第二二話 光なき古都
☆午後一時半
サワさんの表情は険しい。いつものへそ出しタンクトップとは違った、キッチリとした黒スーツ。一九三センチの長身と豊満なバストが締め付けられ、着心地が悪いのだろう。
……それに。
澱んだ空気に、薄暗い食堂。
果たして、これで一泊五万だなんて、誰が信じられようか。
「不思議なものだ。各地の変電所やら送電所で一斉にショートが起こったらしい。点検も繰り返し行っていたはずだがね」
『秘書』なのだろうか。俺とサワさん、そして目の前の壮年のグラスに、美女達がワインを注ぐ。今のご時世、いや、それどころか今までの人生で一度も見た事もないような鮮やかなワインレッドは、まるで安酒のように男の喉に消えた。
「で、調査を願いたいと?」
社長はコクリと頷く。
「これ以上停電が続くと、我が社は干やがってしまう」
何処か無神経な言葉に、真横で揺らいだ殺気。俺はさりげなく制する。幸い、暦の剣呑な視線に或人は気付かなかった。
「うちは電気屋じゃないですよ。
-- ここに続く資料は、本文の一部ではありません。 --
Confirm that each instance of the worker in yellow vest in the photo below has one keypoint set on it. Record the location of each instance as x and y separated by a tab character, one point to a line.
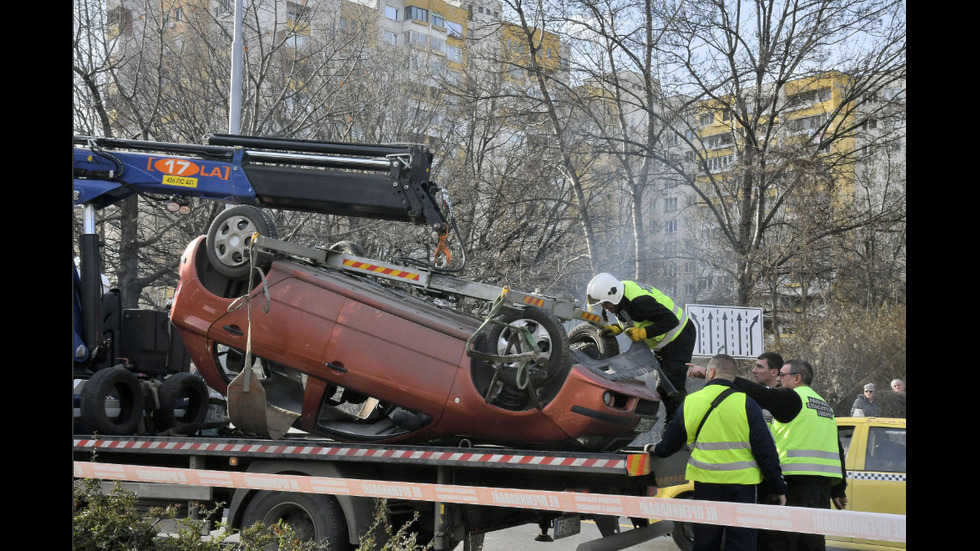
654	318
732	452
810	453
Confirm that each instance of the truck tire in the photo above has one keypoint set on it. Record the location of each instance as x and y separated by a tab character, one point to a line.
313	517
230	237
115	388
588	338
182	392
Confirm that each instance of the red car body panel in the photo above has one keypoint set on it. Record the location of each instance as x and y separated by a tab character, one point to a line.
340	330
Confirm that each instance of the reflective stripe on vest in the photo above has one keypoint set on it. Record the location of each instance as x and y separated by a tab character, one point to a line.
807	445
722	454
631	290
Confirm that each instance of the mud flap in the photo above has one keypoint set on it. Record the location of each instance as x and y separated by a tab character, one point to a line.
249	410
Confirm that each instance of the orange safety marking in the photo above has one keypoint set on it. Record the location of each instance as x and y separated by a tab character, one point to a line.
876	526
534	301
638	464
381	270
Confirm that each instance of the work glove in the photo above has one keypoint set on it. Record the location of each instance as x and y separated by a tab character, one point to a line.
636	334
611	330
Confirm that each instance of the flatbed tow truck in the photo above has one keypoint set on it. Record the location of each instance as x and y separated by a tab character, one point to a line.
324	488
327	489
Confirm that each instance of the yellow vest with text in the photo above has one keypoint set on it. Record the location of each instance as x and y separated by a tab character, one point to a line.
807	445
631	290
722	453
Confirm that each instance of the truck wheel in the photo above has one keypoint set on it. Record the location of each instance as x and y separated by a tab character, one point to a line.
183	401
313	517
549	336
588	338
230	237
112	402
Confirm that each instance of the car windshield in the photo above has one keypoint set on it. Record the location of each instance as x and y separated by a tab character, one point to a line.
886	450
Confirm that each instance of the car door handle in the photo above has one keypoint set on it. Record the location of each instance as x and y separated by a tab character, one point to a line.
336	367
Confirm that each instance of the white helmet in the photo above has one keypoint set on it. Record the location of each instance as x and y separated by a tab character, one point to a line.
603	288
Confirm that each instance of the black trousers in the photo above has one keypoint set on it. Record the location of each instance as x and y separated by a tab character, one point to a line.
802	491
712	537
673	361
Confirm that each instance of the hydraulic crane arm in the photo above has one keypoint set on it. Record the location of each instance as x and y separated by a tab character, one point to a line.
389	182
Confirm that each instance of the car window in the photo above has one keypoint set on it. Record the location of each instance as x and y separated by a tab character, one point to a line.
845	434
886	450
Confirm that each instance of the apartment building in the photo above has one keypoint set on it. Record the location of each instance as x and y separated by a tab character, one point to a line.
861	148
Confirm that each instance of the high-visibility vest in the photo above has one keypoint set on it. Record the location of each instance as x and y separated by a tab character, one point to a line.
807	445
632	290
722	453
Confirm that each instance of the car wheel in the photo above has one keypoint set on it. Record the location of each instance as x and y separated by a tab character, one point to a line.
683	532
588	338
548	335
182	392
112	402
230	237
347	247
312	517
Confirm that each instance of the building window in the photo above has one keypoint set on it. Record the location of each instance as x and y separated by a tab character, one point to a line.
454	53
297	12
437	44
416	13
455	30
416	39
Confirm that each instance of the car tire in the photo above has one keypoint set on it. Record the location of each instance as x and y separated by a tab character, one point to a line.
230	237
184	391
588	338
549	334
347	247
313	517
112	383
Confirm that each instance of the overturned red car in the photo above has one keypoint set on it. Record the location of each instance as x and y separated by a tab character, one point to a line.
362	360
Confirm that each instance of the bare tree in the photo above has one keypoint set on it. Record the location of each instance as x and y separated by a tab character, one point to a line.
758	73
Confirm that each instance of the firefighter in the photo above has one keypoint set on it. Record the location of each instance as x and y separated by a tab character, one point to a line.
651	317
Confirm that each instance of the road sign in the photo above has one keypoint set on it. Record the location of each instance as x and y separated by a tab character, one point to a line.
732	330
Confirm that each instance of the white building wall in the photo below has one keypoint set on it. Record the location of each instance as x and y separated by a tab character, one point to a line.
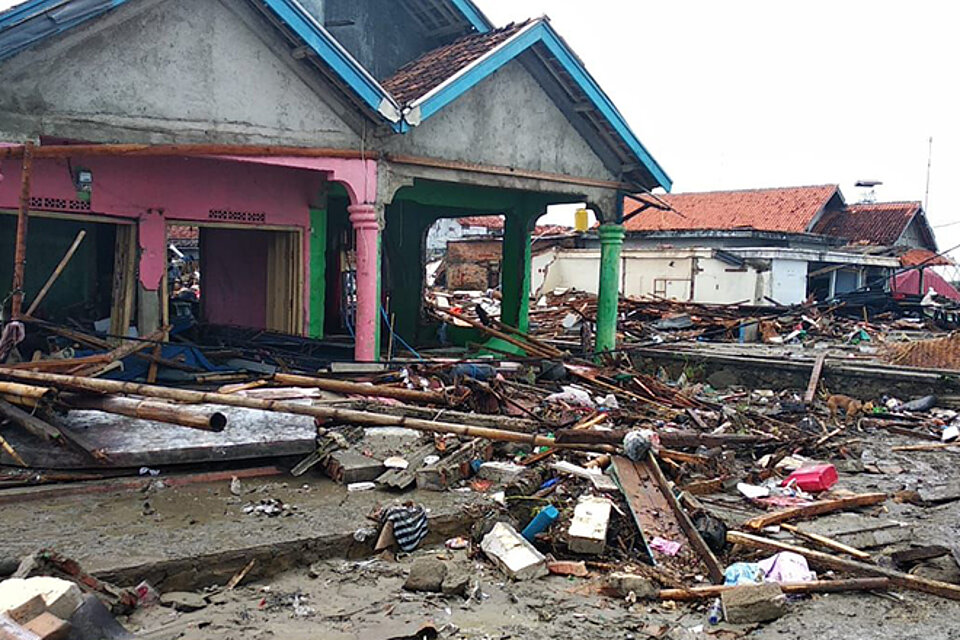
788	281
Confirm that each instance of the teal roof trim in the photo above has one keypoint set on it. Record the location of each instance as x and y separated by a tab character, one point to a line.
541	32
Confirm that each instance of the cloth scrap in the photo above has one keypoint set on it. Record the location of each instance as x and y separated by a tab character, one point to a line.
409	524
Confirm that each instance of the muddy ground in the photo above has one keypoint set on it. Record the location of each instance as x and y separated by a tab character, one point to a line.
355	597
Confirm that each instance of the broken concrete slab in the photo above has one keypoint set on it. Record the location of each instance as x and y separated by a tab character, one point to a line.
426	574
625	583
588	529
753	603
61	597
511	552
183	601
348	467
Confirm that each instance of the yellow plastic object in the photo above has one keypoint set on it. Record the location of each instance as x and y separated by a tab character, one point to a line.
581	220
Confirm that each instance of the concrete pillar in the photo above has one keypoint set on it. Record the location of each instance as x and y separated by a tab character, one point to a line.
366	224
515	272
608	299
152	241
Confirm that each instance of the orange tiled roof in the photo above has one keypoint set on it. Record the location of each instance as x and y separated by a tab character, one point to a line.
786	209
417	78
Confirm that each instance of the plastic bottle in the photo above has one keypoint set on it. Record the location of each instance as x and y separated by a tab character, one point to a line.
547	516
716	612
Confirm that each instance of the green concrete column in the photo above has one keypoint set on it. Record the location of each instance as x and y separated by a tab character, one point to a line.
611	240
318	271
515	272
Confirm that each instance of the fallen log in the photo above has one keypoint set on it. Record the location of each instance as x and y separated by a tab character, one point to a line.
24	395
348	416
359	389
824	541
815	509
181	415
827	561
791	588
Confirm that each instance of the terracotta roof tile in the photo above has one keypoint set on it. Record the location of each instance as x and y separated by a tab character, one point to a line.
880	223
417	78
787	209
916	257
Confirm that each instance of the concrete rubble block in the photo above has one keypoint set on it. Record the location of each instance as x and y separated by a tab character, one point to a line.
62	597
349	467
588	529
48	627
426	574
455	584
753	603
28	610
510	551
500	472
10	630
183	601
625	583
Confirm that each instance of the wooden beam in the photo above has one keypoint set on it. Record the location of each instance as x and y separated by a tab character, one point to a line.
56	272
828	561
815	509
794	588
20	246
811	392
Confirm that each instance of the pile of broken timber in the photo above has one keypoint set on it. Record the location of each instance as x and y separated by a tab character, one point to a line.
28	394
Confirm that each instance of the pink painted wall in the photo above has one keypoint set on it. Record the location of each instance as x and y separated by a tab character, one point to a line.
234	277
159	190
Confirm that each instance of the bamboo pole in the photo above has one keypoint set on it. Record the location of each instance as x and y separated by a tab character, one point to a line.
530	349
23	218
56	272
816	586
818	558
356	388
148	150
28	422
815	509
97	385
182	415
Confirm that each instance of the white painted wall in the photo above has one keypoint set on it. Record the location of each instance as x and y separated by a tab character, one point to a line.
788	281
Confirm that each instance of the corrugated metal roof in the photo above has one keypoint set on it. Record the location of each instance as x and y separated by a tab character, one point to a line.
34	20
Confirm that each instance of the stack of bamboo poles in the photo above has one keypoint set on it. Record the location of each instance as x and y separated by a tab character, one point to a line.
511	335
187	408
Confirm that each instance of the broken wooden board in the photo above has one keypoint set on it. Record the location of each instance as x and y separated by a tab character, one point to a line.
656	516
441	475
132	442
403	479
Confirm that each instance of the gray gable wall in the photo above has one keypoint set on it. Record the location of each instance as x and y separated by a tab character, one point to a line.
508	120
172	71
380	34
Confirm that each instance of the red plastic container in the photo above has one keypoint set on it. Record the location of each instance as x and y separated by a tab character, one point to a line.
816	478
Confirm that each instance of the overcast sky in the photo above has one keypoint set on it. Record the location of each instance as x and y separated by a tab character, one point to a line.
754	93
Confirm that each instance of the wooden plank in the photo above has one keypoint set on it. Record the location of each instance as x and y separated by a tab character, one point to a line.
815	509
699	545
811	392
792	588
56	272
824	541
828	561
655	516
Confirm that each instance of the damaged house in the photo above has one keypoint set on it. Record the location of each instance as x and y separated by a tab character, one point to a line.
757	246
309	144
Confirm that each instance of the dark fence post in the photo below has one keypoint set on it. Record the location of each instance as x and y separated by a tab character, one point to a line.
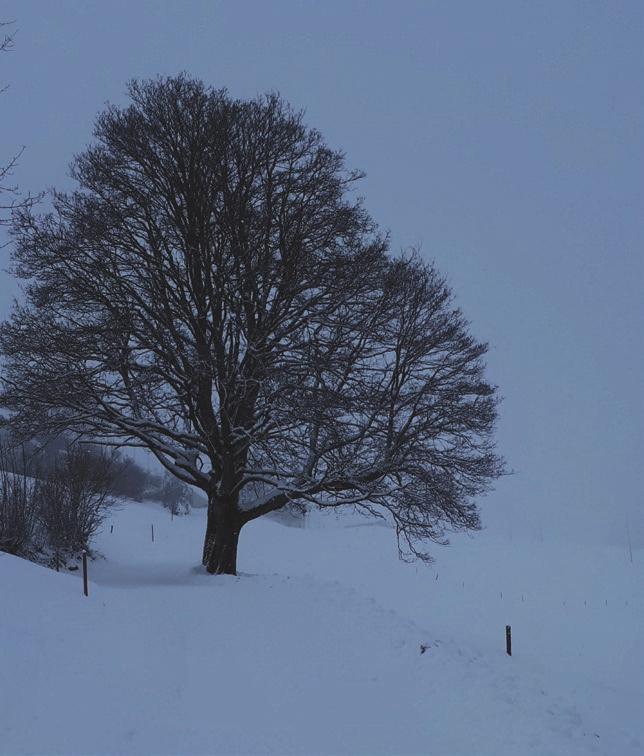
85	587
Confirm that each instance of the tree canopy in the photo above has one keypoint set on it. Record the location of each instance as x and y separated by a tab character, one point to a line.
214	292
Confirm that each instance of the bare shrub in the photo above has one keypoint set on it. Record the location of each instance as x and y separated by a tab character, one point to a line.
74	498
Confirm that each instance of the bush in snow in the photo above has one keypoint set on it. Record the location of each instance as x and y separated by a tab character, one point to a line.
174	495
18	511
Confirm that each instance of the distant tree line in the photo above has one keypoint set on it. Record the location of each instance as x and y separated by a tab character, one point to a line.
54	496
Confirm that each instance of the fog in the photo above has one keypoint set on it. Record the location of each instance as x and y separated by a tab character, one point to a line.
503	138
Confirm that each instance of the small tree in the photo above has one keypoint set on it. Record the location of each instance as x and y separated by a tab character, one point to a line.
175	495
214	293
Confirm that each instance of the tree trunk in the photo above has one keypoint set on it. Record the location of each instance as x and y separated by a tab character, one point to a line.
220	544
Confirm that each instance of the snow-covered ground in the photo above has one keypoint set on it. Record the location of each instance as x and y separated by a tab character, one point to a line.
315	647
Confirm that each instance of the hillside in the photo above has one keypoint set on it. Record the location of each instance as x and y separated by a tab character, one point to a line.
315	648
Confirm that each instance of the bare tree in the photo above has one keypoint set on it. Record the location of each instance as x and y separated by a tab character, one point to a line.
8	191
214	293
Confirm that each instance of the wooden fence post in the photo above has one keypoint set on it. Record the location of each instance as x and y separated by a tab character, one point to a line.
85	586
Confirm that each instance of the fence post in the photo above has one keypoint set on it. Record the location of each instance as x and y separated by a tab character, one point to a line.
85	587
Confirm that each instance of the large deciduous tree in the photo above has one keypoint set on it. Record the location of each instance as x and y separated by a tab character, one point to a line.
213	292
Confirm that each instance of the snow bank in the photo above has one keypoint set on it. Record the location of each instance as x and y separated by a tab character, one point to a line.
316	648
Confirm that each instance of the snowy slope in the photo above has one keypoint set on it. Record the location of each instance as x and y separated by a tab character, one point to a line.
315	649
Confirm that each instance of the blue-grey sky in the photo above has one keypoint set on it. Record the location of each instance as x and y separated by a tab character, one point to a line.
504	138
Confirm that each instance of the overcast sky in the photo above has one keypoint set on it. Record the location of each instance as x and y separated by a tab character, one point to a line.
504	138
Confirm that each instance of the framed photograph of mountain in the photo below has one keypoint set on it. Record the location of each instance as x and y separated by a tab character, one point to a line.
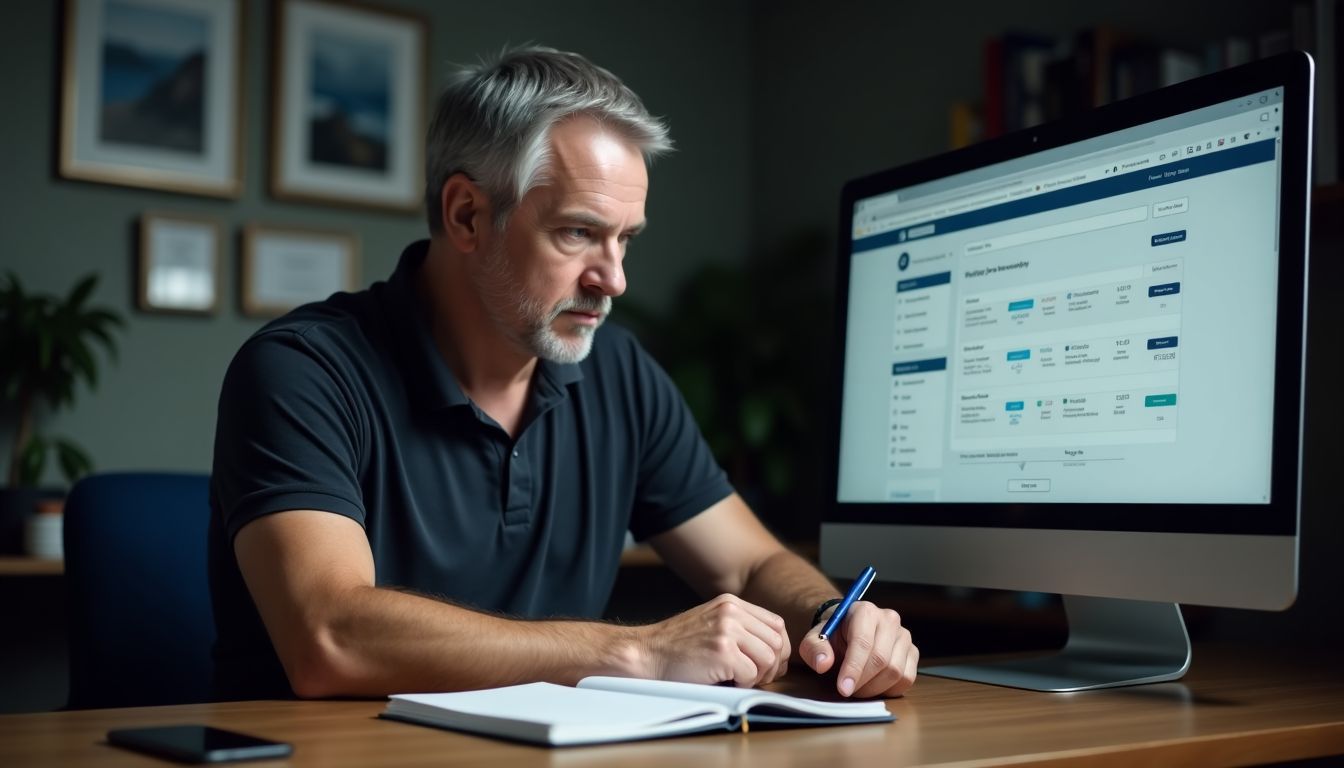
288	266
151	94
348	110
……って、言いたい所ですけど」
懐からタブレットを取り出す。
「ロズベオンは、強力なエネルギー源を狙う習性があります。現に六六年の丸の内や八九年の芦ノ湖に現れた個体は、いずれも発電所を狙ってました」
繊細で美しい指が画面をなぞる。
「今回の個体は、何故か最寄りの逆に侵攻したんです。多分、停電と無関係ではないでしょうね」
社長は満足気に微笑んだ。
「ありがとう。君は我が社の救世主だよ」
ズレた言葉に、俺は何とも言えぬ感情を覚えた。
☆午後二時半 客室
俺達を前に、恥じらいの「は」もなくサワさんはスーツを脱ぎ捨てる。白のブラとパンティーのまま長身を伸ばし、たわわと揺れるIカップのホックに手を伸ばす。
いつものタンクトップとショートパンツに着替え、白衣を羽織る彼女の姿は何処か不機嫌だった。
「なんか、腹立つわあいつ」
「助けるの?」
着替え終わった暦は、Tシャツの上から自分の胸に手を当て、不思議そうにサワさんのモノと見比べる。
「見える部分では悪い事してないし」
直球の皮肉と共にケースを力任せに閉じる。
「竜君はどうする? まぁ、聞くまでもないけど」
俺の脳裏には、列車から見えた景色が浮かんでいた。
「俺が、非番でサボる訳には行きませんよ」
呆れたように口を開きかけ、結局口を紡ぐ。
「……無理しないで」
サワさんが去り、客室に残された俺達。俺もまた、やるべき事の為身支度する。
「竜」
不意に暦が口を開く。
「竜も、助けるの?」
何処から持って来たのか、その手には朝刊が握られていた。
〈パリ怪獣事件 ワンダの対応の遅れに苦言相次ぐ〉
〈収まらぬ陰謀論 怪獣災害時のデマと差別〉
〈福岡で強盗 背景には"怪獣貧困"?〉
「正しい事をして、なんで責められるの? なんで、あんな人達を守るの?」
直球で、容赦の無い淡々とした言葉に、返事に迷う。だが、何も返さない訳にもいかなかった。
「人間、それだけじゃないよ」
咄嗟に出たのは、自分でも意味が分からない出任せだった。